L
Lasse Reichstein Nielsen
Ekkehard Morgenstern said:Now, tell me how to get DOM 2 event listeners to work for Netscape/Mozilla
and Opera! ;-)
By following the specification?
With my method,
var listener = new Array();
listener.handleEvent = Code;
element.addEventListener( eventtype, listener, false );
it works on Netscape/Mozilla, whereas
Surpricing.
element.addEventListener( eventtype, Code, false );
doesn't.
Even more surpricing, as that is the correct way to do it.

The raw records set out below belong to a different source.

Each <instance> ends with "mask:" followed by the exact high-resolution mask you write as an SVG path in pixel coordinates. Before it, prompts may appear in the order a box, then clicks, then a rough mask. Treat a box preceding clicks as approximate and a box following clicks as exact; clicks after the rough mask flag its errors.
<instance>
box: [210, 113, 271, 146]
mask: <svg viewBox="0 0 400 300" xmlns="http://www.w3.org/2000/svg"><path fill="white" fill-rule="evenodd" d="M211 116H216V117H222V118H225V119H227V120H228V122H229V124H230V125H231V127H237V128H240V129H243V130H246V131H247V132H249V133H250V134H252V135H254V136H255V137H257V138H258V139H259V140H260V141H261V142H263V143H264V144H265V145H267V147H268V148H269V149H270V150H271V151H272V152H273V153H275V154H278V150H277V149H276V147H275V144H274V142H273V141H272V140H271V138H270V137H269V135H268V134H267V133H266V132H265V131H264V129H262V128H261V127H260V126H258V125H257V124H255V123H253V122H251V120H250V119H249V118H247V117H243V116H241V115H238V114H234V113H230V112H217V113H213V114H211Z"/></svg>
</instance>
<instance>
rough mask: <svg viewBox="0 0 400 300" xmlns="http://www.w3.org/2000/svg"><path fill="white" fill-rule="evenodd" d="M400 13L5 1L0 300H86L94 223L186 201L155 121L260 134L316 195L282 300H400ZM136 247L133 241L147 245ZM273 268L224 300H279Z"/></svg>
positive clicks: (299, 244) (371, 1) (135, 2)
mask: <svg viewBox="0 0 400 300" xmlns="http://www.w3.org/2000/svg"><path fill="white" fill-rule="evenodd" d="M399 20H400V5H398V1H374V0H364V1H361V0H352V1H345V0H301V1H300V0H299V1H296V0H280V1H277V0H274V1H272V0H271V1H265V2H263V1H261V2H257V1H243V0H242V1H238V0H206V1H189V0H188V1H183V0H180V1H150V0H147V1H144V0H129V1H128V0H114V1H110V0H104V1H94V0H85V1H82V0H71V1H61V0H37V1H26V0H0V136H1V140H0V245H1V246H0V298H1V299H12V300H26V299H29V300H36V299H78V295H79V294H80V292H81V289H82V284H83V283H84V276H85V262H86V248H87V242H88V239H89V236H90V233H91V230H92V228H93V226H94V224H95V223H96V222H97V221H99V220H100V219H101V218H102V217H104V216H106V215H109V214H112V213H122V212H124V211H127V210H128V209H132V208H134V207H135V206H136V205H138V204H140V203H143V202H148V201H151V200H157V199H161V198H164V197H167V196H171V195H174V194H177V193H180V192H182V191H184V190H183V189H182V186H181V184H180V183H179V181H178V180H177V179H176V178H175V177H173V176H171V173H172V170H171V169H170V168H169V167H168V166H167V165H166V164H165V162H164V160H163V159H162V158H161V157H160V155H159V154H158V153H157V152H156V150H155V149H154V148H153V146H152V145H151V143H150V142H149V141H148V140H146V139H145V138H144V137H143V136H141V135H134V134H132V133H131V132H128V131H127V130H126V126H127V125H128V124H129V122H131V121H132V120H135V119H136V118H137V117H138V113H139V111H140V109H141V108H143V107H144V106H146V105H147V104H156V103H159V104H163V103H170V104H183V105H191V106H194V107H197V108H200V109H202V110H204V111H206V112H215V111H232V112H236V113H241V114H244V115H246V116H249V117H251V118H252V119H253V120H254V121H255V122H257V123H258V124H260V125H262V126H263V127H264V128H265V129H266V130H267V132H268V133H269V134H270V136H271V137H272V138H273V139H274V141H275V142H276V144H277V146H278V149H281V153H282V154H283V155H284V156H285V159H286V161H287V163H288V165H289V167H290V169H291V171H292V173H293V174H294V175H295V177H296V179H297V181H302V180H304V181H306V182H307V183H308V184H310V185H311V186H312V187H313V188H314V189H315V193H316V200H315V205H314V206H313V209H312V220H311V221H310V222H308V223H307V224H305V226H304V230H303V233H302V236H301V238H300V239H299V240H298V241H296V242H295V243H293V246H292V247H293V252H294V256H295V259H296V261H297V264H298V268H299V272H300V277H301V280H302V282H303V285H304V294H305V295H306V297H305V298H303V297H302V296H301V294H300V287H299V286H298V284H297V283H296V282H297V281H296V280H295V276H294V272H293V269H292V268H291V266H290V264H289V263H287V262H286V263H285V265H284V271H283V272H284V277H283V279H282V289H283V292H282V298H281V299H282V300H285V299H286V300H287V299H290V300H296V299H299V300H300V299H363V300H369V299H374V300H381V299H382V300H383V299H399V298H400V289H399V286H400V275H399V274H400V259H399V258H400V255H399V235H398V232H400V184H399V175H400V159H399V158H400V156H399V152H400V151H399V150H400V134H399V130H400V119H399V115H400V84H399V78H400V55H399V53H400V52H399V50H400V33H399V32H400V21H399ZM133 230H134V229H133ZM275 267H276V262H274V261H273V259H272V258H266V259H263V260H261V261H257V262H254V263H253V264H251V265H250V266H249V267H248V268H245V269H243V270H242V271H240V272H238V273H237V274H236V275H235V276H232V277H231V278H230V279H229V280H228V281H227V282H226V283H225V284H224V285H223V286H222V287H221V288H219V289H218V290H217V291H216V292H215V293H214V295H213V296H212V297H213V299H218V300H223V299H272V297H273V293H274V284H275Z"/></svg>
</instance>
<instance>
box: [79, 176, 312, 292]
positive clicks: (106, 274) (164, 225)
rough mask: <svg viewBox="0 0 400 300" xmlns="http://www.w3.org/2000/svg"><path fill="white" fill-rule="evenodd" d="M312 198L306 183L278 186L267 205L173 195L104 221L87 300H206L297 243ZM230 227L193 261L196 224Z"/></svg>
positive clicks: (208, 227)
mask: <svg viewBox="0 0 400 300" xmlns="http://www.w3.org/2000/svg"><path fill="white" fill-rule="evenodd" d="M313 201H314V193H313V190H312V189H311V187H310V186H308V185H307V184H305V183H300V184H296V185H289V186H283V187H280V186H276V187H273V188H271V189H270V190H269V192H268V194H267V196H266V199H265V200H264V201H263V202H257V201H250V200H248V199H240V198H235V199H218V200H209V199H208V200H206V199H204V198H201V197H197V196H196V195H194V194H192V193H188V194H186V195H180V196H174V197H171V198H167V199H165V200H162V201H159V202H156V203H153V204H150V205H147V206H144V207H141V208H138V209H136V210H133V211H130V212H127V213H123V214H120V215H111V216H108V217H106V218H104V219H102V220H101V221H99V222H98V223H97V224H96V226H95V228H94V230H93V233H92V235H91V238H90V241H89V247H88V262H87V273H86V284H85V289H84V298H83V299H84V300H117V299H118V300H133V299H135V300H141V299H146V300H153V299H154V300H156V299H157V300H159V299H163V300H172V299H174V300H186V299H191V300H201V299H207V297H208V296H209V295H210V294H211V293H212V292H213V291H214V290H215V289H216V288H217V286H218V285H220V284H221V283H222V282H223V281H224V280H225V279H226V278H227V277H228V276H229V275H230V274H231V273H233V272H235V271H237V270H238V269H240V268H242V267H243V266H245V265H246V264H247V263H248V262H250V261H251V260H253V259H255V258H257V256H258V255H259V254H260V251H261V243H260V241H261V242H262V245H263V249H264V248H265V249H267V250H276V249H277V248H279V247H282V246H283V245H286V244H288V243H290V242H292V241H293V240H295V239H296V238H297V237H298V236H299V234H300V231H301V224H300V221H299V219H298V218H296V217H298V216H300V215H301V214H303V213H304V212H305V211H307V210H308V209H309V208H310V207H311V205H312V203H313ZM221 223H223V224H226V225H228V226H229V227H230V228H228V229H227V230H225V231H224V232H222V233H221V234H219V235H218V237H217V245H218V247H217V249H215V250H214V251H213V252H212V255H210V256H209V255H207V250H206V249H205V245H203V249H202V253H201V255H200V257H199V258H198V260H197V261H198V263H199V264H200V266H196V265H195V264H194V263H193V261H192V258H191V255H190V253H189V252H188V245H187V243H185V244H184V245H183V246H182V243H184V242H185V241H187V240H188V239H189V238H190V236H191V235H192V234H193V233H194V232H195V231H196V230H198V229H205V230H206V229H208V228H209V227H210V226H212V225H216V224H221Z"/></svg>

Code is guaranteed to refer to a function of the form:
function Code( Event ) {
Then you are doing something wrong. It works for me.
---
var element = document.body;
var eventtype = "click";
var Code = function (Event) { alert(Event.target.tagName); };
element.addEventListener(eventtype,Code,false);
---
Works in both Mozilla and Opera 7.
Neither method works with Opera.
You must be doing something else wrong.
What I need is an algorithm that supports any of the HTML event types,
like "load", "mouseover" etc.
Qur? You need an *algorithm* that *supports* event types? What should
the algorithm DO?
I need them on window or at least document objects as well.
As it has beens tated, Opera only has addEventListener on DOM nodes,
and not on the window object. You have to treat the objects differently.
Or should I replace calls supplying window or document as element
with using the body-tag element?
Probably not. Just don't use the same method for all host objects.
It's not hard to test whether addEventListener exists.